I don't know if you are working in Calgary yet, but I would suggest you enrol in some kind of educational course, for example at SAIT or Mount Royal. You would certainly meet people your age there and start to improve your English, which is the most important thing for integrating into a new culture. Hope this helps.




wescott4 said:


> Hello first I apologize if english is no good its hard to translate some words or phrases. I moved to Calgary a few months ago (see I still dont even know how to spell it) Is it me or are people here quite mean. I have been denied entry to a few night spots for whatever reason it not important. Is there a place or group in Calgary to meet people with similar intrest, I like screen writting movies reading anything to do with art. Im 22 so a group with young age around mine would be nice. Any help would be great. Thank Yous.


----------



## louiseg (Nov 17, 2007)

Hi Westcott4, welcome to the forum,

Sorry to hear you are experiencing some difficulties. The first few months can be hard, especially when you have the added challenge with language too. Keep going it will get better. You are doing the right things be getting out to meet people and asking for help on here. It can be surprising how much negativity can be picked up unconsciously, I suggest you focus on the good things so far that you have experienced, approach each new encounter with fresh perspective. Be open, friendly, and keep perservering it will pay off. People in Calgary are not mean, its just you are finding the right way to communicate with them both verbally and phsyically.

Here's a few links that may help you find a group to get started. Keep in touch and PM me if you want to talk more.

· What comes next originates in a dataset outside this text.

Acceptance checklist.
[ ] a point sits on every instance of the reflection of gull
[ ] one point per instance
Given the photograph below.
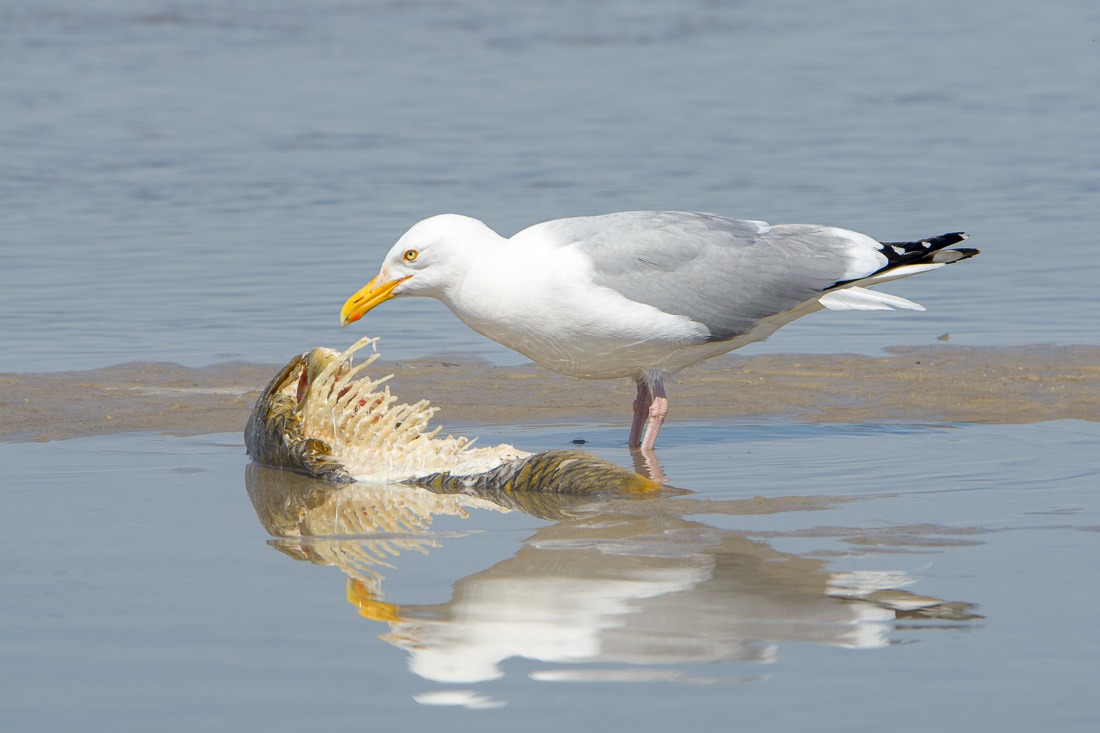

Centre for Newcomers: Living in Calgary
Calgary Art Instruction - Calgary Alberta Art Classes
Find a Meetup Group - Screenwriters Meetups - Calgary
Calgary Clubs & Groups
Calgary Readers

Best Wishes Louise


----------



## wescott4 (Jan 27, 2009)

Thank yous very much, the screenwriters website was exactly what I look for. Some of my friend maybe come to Canada because I tell them how good Iam doing money wise and now with this it will be easy for us to assimilate into. Thank yous again very much appreciated.


----------



## wescott4 (Jan 27, 2009)

Thank yous but I come to Canada on a work experience type thing Im not sure if it means the same thing here as in Finland.


----------